Discovery: the greatest gift of this peculiar time IS time. When I don’t have to set my day by other people’s demands and schedules (& my expectations) there is a freedom and more time. I am doing work from home, and that means I can get up, make my bed, have my coffee, talk with my husband and then wash my face and put on something clean and begin work. Without having to decide on something to wear, possibly need to iron it, try to remember the last time I wore it (was it just last week?), put on make-up, fix my hair, grab something for lunch, core and apple to eat on the way, then drive to an office, engage in polite chit-chat – all of that combined is probably 1-2 hours at least. Another 30-40 mins. to drive home – and that doesn’t begin to account for the numerous interruptions throughout the day (which sometimes result in great creativity and sometimes feels like a complete waste of time).

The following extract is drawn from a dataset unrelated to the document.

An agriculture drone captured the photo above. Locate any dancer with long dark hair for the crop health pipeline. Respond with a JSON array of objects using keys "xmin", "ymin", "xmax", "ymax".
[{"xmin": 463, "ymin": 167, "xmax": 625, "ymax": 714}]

I love my office. I really enjoy interacting with my colleagues and co-workers during the day – those things I miss. The slower pace, lunch with my husband, so grateful to have a person to touch & hug during this strange time – All of this makes me keenly aware of those who do not have a work-from-home situation and so may be without paid employment and therefore may be anxious and even terrified; those who live alone who may feel extremely isolated by “social distancing” (trying to touch base with those folks) the domino effect of all of this can be overwhelming and so the intentional time to pray has become even more important to me.

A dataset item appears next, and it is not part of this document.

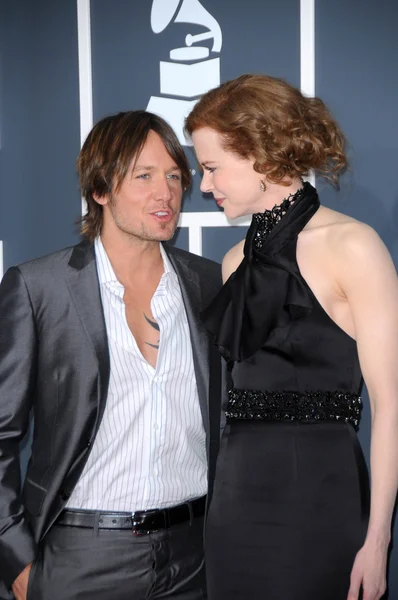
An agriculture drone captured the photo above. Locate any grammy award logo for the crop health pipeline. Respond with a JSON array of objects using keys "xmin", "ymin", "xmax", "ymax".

In Islam the practice is to pray 5 times a day. For a long time I set an alarm on my phone to periodically go off with chimes and a label that read –“Smile, Breathe, Be grateful.” When I realized that it was starting to be more intrusive than helpful I stopped. I have now chosen five times a day for that alarm and that label to happen on my phone. Sometimes when it goes off I utilize some of the prayers I have appreciated on FB or some scriptures that are meaningful to me and sometimes I just breathe a quick “thank you” and sometimes I do just what the label says – “Smile, Breathe, Be Grateful.”
We can’t help but be a little “me” focused during this time, but at the same time touching someone is only as far away as our phones. We do not need to (and should not be) physically reaching out but we can let people know that we are thinking about them. Times are strange right now, but in that strangeness something new and totally unexpected has the opportunity to take root. Expect the unexpected – isn’t that what Easter is all about?